É aqui que entra o meu recuo temporal e as primeiras imagens que me lembro de associar à Croácia, precisamente essa personalidade internacional pós-jugoslava assente no desporto de massas. Aliás, foi essa a estratégia do presidente Tudman, o primeiro da Croácia independente, que dizia ser o desporto “a primeira coisa pela qual se conseguem distinguir as nações a seguir à guerra”. Recordo a final do torneio olímpico de basquetebol em 1992, só perdida para o mítico Dream Team de Jordan, Magic Johnson e Larry Bird. Depois, a chegada de Petrović ao estrelato quase inatingível da NBA. Por fim, a chegada da geração de ouro ao auge da grandes competições de futebol, no Euro 96 e no Mundial de 98 (3º lugar), sempre em volta daquele quinteto maravilha campeão do mundo de sub-20, em 1987, então com a camisola da Jugoslávia – Šuker, Boban, Jarni, Štimac e Prosinečki. O desporto não ajudou só a solidificar rapidamente a nação croata numa região de guerras, como projectou os seus predestinados entre os melhores do mundo.
Estou numa cidade confiante. Com alguma oferta sofisticada, cuidada, as ruas vividas no meio do cheiro a escapada de verão para a lindíssima Dalmácia.
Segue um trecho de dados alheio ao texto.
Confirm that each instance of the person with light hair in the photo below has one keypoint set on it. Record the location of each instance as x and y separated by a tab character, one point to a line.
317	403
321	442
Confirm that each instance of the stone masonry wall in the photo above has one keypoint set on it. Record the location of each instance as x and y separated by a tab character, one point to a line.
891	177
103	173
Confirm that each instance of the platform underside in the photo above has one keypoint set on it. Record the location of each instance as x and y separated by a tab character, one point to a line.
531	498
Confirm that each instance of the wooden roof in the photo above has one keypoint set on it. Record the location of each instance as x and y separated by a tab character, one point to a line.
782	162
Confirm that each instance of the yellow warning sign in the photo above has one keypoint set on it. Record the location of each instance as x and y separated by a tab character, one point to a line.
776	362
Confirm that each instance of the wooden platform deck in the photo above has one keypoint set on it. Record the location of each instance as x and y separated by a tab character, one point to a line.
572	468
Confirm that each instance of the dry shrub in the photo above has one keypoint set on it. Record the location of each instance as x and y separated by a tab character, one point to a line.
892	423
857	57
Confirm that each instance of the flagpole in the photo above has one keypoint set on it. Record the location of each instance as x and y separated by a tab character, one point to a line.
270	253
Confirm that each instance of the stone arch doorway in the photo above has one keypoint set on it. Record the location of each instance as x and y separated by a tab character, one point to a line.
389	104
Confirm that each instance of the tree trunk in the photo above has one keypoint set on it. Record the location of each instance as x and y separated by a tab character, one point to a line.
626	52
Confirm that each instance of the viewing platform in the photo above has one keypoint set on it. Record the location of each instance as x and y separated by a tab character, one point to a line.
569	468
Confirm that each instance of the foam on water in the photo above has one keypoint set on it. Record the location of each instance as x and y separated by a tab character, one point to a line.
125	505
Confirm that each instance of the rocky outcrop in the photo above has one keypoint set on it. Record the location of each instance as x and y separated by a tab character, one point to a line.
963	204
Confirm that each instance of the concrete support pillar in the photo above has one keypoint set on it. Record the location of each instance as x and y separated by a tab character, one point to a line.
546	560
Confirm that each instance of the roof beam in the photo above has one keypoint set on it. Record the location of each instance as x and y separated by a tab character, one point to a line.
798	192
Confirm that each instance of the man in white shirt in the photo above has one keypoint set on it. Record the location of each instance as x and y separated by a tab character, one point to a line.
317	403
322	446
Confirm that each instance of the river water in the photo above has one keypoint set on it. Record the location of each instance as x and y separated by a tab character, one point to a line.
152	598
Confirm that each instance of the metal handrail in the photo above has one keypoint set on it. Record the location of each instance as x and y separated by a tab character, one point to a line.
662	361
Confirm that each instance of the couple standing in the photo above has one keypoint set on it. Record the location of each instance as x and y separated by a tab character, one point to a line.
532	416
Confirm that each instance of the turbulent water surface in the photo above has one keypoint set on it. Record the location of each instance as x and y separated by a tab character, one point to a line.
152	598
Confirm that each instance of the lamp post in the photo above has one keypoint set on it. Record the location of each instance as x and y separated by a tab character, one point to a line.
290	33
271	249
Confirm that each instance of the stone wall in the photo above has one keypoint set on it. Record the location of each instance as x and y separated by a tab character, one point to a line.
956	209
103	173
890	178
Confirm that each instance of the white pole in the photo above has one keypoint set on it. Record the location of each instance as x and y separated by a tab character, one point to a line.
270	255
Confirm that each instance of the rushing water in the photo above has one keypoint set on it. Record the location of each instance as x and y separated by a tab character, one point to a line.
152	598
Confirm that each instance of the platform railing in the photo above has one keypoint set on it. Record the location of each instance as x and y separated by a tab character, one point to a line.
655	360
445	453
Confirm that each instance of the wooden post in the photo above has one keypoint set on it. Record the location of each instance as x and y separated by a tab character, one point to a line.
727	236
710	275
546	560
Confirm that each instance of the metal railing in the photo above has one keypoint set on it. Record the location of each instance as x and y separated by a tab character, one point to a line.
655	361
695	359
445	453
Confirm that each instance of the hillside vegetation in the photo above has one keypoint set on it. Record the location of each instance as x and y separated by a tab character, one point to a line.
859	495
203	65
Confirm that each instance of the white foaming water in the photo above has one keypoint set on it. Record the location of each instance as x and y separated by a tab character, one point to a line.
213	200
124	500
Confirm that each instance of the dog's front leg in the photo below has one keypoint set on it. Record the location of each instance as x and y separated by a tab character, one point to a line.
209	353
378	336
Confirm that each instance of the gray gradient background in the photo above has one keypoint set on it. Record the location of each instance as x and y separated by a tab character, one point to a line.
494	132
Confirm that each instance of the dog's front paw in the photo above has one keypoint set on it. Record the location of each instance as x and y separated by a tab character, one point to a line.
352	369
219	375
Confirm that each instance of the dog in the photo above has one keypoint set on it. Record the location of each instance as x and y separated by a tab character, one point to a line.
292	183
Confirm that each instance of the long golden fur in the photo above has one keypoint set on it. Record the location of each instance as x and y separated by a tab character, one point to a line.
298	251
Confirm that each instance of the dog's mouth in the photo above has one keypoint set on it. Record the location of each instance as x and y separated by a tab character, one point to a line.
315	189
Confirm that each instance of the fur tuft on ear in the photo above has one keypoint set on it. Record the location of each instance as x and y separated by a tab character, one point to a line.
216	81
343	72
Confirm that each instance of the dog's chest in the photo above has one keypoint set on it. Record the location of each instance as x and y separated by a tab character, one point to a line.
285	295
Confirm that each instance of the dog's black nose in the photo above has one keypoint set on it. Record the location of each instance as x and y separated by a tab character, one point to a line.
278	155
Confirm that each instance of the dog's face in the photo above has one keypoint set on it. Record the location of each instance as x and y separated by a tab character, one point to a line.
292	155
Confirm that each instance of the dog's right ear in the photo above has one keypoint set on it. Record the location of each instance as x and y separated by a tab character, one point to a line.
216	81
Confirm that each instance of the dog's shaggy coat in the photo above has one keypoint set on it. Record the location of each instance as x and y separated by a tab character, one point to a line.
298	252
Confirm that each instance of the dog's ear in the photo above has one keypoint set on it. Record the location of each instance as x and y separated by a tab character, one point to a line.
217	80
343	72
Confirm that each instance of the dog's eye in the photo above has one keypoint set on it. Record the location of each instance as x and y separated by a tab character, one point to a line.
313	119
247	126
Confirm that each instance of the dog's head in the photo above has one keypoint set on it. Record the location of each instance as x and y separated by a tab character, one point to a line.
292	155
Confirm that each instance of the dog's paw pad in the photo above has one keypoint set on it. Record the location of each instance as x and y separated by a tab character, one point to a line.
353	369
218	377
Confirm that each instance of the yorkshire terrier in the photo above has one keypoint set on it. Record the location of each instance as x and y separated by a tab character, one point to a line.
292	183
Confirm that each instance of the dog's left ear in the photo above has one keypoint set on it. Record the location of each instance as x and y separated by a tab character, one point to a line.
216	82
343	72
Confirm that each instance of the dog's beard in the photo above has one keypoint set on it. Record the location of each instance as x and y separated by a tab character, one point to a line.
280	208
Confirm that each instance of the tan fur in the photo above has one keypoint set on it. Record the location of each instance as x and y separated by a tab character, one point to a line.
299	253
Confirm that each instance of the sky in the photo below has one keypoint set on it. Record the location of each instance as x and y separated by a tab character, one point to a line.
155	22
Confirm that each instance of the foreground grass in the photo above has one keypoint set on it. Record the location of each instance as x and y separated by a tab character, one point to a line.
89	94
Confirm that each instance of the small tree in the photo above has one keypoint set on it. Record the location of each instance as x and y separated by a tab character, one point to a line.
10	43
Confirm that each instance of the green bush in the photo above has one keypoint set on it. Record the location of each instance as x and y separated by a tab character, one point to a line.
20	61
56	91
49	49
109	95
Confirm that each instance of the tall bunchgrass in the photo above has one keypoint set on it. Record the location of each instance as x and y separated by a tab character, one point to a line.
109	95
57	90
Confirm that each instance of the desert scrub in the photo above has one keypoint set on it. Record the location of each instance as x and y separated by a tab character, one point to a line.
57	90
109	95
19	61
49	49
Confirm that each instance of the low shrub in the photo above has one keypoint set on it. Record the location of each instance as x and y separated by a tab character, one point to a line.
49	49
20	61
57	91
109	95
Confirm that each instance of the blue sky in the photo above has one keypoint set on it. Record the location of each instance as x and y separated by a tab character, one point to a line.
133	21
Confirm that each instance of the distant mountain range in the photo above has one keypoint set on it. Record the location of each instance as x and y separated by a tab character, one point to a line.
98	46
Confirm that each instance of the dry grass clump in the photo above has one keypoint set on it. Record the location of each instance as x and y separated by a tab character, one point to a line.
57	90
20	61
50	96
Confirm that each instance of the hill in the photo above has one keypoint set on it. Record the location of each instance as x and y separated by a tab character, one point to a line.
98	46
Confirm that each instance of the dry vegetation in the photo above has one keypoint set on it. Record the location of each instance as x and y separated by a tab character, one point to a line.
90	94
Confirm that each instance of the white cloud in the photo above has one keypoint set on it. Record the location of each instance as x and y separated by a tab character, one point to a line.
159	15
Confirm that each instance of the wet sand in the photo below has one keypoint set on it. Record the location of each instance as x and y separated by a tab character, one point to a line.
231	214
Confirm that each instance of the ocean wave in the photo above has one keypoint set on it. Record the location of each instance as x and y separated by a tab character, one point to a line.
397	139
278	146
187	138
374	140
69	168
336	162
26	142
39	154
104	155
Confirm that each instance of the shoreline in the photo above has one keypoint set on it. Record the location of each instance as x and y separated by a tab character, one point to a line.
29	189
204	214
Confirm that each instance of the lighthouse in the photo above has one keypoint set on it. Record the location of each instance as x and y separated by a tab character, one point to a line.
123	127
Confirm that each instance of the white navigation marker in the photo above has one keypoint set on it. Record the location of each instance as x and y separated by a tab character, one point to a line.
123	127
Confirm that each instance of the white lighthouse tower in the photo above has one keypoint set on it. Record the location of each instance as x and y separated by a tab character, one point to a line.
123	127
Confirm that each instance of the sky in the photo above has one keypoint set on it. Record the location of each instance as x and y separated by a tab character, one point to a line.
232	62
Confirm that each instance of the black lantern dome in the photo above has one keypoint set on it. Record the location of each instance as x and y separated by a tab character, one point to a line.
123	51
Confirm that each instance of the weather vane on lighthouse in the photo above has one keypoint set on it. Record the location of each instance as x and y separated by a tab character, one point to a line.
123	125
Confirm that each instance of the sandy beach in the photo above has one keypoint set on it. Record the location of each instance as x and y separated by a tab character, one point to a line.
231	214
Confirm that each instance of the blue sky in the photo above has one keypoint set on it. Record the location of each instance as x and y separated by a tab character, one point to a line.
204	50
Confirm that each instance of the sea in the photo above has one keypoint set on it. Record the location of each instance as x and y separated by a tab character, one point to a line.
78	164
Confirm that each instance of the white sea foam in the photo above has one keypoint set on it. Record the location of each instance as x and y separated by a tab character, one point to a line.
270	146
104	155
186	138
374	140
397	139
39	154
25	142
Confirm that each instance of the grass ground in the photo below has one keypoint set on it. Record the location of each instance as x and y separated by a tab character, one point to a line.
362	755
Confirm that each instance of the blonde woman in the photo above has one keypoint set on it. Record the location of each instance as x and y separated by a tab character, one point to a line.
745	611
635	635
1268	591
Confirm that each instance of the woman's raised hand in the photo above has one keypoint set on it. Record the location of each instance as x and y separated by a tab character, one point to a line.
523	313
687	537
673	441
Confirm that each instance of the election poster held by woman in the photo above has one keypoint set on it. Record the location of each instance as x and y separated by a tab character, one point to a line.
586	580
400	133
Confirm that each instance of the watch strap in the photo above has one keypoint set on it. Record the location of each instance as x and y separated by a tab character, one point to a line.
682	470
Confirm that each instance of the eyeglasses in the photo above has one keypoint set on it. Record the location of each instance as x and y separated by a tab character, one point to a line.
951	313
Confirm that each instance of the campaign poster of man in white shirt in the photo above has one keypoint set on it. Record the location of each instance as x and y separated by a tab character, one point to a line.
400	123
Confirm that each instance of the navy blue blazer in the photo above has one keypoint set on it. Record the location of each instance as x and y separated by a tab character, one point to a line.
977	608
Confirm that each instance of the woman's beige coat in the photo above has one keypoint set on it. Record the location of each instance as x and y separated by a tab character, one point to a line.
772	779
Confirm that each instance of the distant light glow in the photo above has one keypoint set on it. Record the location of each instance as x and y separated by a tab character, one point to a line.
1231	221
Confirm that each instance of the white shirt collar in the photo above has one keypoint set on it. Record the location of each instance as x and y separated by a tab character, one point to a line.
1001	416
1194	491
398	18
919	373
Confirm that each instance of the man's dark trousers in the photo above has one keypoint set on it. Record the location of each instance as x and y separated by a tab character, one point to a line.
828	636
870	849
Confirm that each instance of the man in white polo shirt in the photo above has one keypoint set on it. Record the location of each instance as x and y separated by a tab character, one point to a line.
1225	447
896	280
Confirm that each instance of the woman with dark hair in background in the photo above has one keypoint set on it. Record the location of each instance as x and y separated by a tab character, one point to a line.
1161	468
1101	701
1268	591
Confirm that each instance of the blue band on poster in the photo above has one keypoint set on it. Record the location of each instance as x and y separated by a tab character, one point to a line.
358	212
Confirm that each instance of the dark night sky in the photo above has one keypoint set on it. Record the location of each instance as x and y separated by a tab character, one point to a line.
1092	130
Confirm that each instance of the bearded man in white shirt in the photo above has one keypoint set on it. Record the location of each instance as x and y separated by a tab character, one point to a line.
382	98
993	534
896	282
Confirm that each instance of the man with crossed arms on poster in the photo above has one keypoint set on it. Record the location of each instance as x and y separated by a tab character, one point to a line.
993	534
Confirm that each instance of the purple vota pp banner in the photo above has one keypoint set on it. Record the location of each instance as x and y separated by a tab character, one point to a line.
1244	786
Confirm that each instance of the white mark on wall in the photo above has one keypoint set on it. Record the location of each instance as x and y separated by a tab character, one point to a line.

O restaurante do Boban está cheio e as vielas até à colina de Gornji Grad não se fazem sem parar no museu das relações interrompidas, na igreja de São Marcos, com os telhados coloridos com os brasões do reino da Croácia (séculos XVI e XVII) e da cidade de Zagreb, no centro da praça com o mesmo nome e que alberga a sede do governo e o parlamento, no museu de arte naïf, ou à volta de um bom vinho branco gelado e de umas maravilhosas rãs fritas com presunto no Didov San. Desço até à praça Ban Jelačić, passo pela catedral, vou mercado tradicional de Dolac. Ando, ando e ando. Entro no museu das ilusões, no teatro nacional, no clássico Mimara. Até regressar ao emblemático Petrović, essa tal estátua em movimento que tão bem me conduziu por Zagreb.